The reformer Sanaulla Makti Thangal fought against the society of that time and engaged in efforts to educate girls and boys in a class. Decades have passed since Makti Thangal. The contemporary Malayalee Muslim is characterized by anti-social interpretations of ‘Scriptural Islam’ by placing boys and girls in separate classes again with increased vigour, insisting that a Muslim woman’s dress is religious only if she covers her face, making the subsequent traditional Muslim social life anti-religious, and issuing many Fatwas that separate the ordinary Muslim life from the mainstream. Modern narratives to anti-Islamize the past, which tried to maintain the common culture in social life while incorporating religion, are not at all harmless. An extreme trend that has gradually introduced into the social life of Muslims in Kerala by advocating piety and true Islam has now become a challenge to their social life itself.

Every religious and ideological school in the world has extreme interpretations. When an ideology is formed, many other points of view that it does not have will later find their way into it. Radical religious schools are formed by the development of original ideas contributed to them by radical philosophers living in different eras. As sociology develops, religious theories that do not develop accordingly will later lead to rigid attitudes. This was the crisis that befell Arabian Islam after the world conditions of the nineteenth century. The religious narratives that came to be known as ‘scriptural Islam’ rejected the pluralistic traditions of Islam and the cultural combinations that formed them. Through a narrative that Muslim lives should change according to what the book says, radical interpretations full of socially undeveloped and unmodern views have entered various Muslim communities.

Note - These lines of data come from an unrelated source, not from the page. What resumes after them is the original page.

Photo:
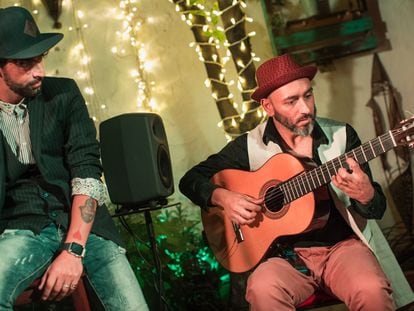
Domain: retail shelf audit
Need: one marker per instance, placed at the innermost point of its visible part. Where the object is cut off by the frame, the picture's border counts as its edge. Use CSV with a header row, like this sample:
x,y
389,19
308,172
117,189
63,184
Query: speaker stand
x,y
132,209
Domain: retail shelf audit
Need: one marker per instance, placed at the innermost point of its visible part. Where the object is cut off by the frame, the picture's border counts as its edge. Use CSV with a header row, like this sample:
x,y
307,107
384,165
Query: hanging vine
x,y
209,37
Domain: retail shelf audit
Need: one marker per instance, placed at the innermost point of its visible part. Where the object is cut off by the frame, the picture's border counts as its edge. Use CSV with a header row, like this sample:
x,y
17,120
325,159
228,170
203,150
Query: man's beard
x,y
24,90
304,131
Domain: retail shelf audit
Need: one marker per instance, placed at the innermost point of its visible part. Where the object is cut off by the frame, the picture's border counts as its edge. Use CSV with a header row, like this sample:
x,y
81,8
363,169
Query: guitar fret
x,y
307,180
288,193
363,153
380,140
302,184
373,151
378,147
319,181
296,191
313,180
355,156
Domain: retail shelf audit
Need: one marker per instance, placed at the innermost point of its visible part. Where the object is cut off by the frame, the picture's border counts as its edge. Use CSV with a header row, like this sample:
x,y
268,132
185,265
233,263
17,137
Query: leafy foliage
x,y
190,275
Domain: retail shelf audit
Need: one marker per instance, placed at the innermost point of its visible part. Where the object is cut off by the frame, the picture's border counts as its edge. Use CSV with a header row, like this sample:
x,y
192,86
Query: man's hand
x,y
354,182
239,208
62,277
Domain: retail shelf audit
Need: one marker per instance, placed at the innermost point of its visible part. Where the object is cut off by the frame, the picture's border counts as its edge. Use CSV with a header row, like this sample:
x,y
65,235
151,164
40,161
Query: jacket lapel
x,y
36,112
2,171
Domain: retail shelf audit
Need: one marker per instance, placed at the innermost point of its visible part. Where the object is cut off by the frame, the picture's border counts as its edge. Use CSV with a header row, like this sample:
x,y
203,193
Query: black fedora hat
x,y
277,72
20,37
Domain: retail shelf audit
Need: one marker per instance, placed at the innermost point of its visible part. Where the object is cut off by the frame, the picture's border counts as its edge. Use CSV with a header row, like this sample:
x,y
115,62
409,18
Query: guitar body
x,y
289,193
293,218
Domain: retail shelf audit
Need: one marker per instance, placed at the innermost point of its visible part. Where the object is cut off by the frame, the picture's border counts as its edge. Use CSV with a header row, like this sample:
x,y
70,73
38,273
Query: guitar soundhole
x,y
274,199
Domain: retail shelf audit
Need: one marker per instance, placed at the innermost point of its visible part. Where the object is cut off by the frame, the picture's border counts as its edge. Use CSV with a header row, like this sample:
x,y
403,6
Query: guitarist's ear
x,y
267,106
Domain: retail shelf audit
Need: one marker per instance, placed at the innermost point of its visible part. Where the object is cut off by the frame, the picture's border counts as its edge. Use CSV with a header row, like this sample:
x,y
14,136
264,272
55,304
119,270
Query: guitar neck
x,y
308,181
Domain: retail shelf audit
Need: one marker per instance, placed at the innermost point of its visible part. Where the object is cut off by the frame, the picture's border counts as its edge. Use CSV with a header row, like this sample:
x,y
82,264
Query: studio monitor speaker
x,y
136,159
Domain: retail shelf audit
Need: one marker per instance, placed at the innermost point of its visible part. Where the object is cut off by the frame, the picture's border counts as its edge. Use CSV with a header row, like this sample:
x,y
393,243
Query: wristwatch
x,y
75,249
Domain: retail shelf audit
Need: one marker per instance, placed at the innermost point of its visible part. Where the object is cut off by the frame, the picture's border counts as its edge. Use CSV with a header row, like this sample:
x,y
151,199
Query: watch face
x,y
75,249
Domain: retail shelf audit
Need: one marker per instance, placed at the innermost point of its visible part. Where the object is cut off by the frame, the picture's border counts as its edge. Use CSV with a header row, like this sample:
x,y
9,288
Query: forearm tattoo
x,y
88,210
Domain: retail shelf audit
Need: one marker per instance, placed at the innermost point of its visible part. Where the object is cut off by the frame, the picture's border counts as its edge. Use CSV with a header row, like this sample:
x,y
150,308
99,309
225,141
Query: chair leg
x,y
80,297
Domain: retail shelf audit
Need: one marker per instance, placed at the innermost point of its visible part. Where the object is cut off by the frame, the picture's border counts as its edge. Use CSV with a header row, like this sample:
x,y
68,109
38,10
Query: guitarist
x,y
336,258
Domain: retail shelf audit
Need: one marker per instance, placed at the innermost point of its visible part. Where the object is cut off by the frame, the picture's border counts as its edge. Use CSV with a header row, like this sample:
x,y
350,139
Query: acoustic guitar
x,y
288,191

It was the delay in distinguishing and understanding this line of interpretation that completely rejected Kerala’s unique Muslim tradition that gave them the opportunity to influence this society so much.

Fifteen centuries old, Islam has a variety of religious views and perspectives. There are many internal currents within it that are diametrically opposed to each other. But none of the currents with extreme arguments and views could survive. Textual Islam that create conflict with the external society and reject cultural pluralism will either become unstable or they will be gradually converted to liberal positions. If extreme ideas gain the upper hand somewhere, it is only a temporary phenomenon. The extreme ideas of religion are not strong enough to overcome the growth of time and the social development of man. Only liberal interpretations advance with time. Time and history are proof of that.